Dementia is such an awful disease and at present there is a lot of uncertainty about what causes it and how it can be prevented or treated. I just felt I needed to play my part in finding answers to the questions. Without research we will never find the answers and I felt that if I took part in trials I might be able to be a part of finding out more.
How do you think the trial has been beneficial to you?
I feel positive about the very small part I may be having in finding out more about dementia. I must admit there are also bonuses on being on a trial as I receive regular general health checks e.g. physical examination, monitoring blood pressure, ECG, routine blood tests. On my trial there are also the MRIs and lumbar punctures which show any changes.
How has your clinical trials journey been?
It has been a very positive experience, even during the pandemic! I have felt safe attending the monitoring sessions as they have made every effort to be ‘Covid safe’. They have taken the monitoring seriously as they contacted me immediately when there was a potential abnormal blood result which fortunately turned out to be a false alarm.
How has your experience with Re:Cognition Health been?
My experience with Re:Cognition Health has been great. They are all very professional. It is easy to contact them by phone or email if I have any concerns.
What were your expectations?
When I first joined Dementia Research I thought it would be fairly easy to get on a trial, but I was wrong! I was matched with a few trials before I got on to this one. With the others my initial assessments showed I was either too good or too bad to meet the criteria which is strict – and so it should be! I was encouraged to stick with it until a suitable trial came along and I did.
What advice would you give anybody in a similar position?

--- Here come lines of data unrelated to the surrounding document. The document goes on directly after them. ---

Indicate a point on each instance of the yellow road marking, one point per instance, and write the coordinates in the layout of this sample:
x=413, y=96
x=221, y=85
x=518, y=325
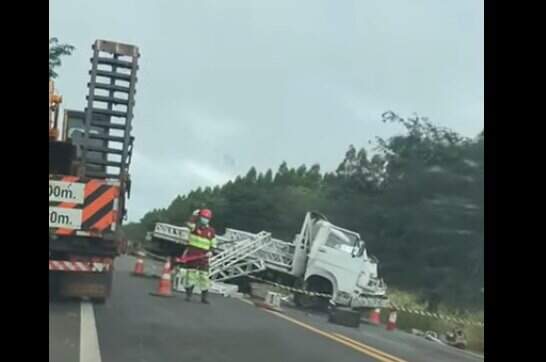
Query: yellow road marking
x=393, y=358
x=335, y=338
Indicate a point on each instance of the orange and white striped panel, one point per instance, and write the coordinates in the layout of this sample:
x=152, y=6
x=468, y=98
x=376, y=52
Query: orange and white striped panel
x=79, y=266
x=76, y=204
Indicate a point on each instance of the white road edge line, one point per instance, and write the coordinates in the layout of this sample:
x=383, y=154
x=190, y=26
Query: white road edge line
x=89, y=341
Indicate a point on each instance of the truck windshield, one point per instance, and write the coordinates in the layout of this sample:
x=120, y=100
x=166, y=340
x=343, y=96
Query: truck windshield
x=341, y=240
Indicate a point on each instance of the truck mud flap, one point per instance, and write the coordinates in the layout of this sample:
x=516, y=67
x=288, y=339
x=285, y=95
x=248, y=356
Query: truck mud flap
x=344, y=316
x=96, y=286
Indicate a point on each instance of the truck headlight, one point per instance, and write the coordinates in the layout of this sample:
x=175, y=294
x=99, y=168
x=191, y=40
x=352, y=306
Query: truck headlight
x=362, y=280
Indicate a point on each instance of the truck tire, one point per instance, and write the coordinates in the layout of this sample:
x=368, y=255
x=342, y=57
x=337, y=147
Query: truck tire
x=344, y=316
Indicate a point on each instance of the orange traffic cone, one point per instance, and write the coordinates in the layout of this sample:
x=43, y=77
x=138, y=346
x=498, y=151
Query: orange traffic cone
x=375, y=317
x=167, y=266
x=139, y=267
x=165, y=285
x=391, y=323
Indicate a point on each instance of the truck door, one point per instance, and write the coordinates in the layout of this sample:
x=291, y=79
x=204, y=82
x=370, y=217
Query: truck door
x=336, y=251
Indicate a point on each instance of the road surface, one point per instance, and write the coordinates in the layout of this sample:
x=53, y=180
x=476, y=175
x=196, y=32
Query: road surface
x=134, y=326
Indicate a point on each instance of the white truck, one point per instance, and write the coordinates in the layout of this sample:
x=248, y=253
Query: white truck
x=322, y=258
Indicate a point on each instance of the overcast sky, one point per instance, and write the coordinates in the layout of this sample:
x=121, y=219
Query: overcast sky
x=229, y=84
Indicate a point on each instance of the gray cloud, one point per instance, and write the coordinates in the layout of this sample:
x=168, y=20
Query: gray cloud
x=226, y=85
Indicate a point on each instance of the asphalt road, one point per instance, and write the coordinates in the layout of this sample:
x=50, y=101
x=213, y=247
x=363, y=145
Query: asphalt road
x=134, y=326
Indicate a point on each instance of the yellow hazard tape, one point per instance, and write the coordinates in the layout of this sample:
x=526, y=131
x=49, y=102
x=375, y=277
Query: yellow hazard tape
x=393, y=306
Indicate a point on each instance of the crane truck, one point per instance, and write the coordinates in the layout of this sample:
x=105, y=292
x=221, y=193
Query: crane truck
x=89, y=181
x=322, y=258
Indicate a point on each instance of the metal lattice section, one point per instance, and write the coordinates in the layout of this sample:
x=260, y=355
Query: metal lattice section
x=239, y=258
x=239, y=269
x=109, y=111
x=277, y=254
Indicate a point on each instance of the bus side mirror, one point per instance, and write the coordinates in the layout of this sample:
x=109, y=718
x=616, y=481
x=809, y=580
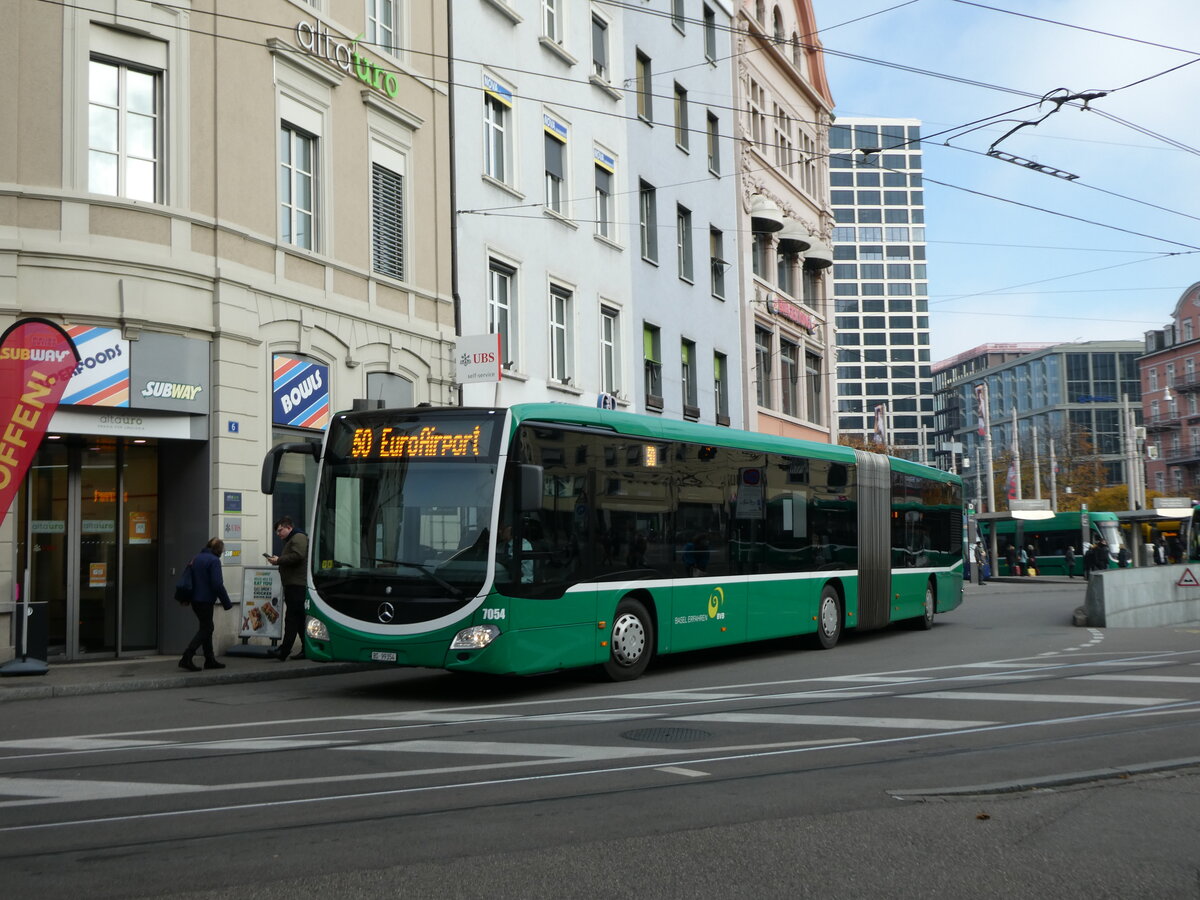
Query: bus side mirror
x=271, y=461
x=529, y=480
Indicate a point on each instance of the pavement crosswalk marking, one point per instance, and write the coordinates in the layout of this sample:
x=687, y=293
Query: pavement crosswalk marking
x=1043, y=699
x=850, y=721
x=496, y=748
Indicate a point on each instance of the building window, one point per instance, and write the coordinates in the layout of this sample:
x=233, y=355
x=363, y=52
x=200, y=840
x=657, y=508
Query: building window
x=721, y=388
x=759, y=253
x=648, y=221
x=124, y=131
x=652, y=361
x=501, y=295
x=762, y=366
x=717, y=261
x=610, y=349
x=605, y=226
x=388, y=221
x=551, y=21
x=683, y=241
x=555, y=173
x=643, y=78
x=789, y=372
x=681, y=118
x=714, y=144
x=813, y=387
x=298, y=186
x=688, y=378
x=677, y=17
x=496, y=137
x=600, y=48
x=382, y=17
x=561, y=336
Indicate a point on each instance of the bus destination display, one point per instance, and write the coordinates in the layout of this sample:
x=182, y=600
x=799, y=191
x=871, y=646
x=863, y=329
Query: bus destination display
x=389, y=443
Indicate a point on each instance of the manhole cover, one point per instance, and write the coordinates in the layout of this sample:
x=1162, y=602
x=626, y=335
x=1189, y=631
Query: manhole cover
x=666, y=736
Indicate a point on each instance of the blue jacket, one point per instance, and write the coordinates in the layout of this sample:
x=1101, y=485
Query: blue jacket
x=209, y=585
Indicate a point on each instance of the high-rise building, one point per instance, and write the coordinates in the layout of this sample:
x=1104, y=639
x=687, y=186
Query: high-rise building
x=880, y=286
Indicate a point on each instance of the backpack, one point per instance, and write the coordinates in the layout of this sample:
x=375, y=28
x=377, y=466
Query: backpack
x=186, y=586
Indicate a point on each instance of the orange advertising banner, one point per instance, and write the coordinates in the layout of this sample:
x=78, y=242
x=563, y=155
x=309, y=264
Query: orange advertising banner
x=36, y=361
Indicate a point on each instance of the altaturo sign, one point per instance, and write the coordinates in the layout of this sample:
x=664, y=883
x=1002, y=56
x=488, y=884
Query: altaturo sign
x=315, y=37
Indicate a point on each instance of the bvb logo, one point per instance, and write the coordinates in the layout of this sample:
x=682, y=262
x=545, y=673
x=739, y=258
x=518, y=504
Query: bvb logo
x=714, y=601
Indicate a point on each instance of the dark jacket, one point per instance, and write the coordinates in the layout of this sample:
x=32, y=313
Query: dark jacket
x=294, y=561
x=208, y=580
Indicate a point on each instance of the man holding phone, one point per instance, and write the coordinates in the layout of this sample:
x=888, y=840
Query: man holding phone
x=293, y=563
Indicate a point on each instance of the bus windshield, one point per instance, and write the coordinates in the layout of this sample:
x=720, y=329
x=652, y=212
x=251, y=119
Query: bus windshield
x=402, y=514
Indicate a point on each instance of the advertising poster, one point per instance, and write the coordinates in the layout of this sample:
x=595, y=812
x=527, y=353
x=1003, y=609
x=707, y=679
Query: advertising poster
x=262, y=603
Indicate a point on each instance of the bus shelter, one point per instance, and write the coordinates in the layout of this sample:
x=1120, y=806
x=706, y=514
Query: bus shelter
x=1165, y=509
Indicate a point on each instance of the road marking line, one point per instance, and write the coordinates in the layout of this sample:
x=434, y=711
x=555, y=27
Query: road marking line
x=1044, y=699
x=1169, y=679
x=857, y=721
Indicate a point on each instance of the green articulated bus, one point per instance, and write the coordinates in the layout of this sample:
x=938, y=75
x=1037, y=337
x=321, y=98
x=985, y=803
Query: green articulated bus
x=1051, y=537
x=546, y=537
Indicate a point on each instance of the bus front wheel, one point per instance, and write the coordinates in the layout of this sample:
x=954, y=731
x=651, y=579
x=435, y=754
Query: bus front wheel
x=828, y=618
x=631, y=642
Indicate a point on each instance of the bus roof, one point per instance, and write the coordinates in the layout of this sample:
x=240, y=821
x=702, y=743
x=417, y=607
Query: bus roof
x=654, y=427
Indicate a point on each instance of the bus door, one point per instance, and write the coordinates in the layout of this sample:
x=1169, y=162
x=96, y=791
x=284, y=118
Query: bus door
x=715, y=543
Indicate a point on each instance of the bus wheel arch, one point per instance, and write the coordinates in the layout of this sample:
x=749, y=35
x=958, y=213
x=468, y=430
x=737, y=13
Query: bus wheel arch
x=925, y=621
x=831, y=616
x=631, y=639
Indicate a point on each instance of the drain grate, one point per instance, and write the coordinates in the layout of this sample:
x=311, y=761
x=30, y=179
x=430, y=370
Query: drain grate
x=666, y=736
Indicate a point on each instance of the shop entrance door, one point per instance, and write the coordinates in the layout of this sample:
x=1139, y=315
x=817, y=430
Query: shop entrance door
x=93, y=546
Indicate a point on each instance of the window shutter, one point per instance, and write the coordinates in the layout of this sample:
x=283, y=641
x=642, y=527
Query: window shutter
x=388, y=221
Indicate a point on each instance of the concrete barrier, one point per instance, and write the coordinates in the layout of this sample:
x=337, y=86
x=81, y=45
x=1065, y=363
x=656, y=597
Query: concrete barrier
x=1149, y=597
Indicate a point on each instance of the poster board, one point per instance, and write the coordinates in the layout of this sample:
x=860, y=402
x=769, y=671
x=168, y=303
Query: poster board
x=262, y=603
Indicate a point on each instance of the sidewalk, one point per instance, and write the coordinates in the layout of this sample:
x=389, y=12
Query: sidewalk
x=142, y=673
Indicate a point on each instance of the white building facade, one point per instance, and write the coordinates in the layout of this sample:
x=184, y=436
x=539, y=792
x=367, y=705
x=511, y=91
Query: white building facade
x=678, y=191
x=784, y=231
x=543, y=256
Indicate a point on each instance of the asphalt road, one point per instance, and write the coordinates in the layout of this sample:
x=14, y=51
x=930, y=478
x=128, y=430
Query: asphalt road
x=1002, y=754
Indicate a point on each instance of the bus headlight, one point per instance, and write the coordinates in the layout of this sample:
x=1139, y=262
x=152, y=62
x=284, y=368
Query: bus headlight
x=316, y=629
x=475, y=637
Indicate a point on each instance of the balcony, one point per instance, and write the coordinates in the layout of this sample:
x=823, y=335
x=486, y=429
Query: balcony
x=1162, y=423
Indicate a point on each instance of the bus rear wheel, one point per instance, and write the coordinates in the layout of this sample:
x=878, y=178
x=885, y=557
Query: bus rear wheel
x=631, y=641
x=829, y=619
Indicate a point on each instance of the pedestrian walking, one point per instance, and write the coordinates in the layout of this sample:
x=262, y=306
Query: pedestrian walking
x=293, y=563
x=208, y=589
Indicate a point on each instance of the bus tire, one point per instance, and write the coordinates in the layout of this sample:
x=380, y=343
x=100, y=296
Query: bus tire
x=925, y=621
x=829, y=618
x=630, y=642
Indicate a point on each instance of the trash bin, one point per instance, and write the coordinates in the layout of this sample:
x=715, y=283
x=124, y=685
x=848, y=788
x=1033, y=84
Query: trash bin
x=37, y=631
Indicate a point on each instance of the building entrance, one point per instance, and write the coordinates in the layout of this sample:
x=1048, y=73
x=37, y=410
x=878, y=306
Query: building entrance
x=89, y=544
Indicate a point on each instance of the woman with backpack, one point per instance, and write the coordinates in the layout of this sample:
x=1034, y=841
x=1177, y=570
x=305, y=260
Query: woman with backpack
x=208, y=587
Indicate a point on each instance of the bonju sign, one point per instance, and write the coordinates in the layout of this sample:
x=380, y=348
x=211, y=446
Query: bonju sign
x=36, y=361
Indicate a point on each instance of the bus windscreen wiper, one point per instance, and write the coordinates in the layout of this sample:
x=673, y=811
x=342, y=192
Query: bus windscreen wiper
x=426, y=570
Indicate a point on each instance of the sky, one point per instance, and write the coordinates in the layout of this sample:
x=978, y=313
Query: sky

I would say don’t just sit back and wait for others to help find answers to defeating this cruel disease. The more people who get involved in trials the more likely it is that answers are found as to what causes dementia, how it can be prevented and treated. No-one knows what impact dementia will have on themselves or someone they know. 1 in 3 people born this year will develop dementia. It’s a scary number.
Anything additional to add?
Dementia has a devasting impact on all aspects of people’s lives. Even the simplest everyday tasks become increasingly difficult, not being able to remember things becomes increasingly frustrating and it affects relationships. Anything that we can do – we should do.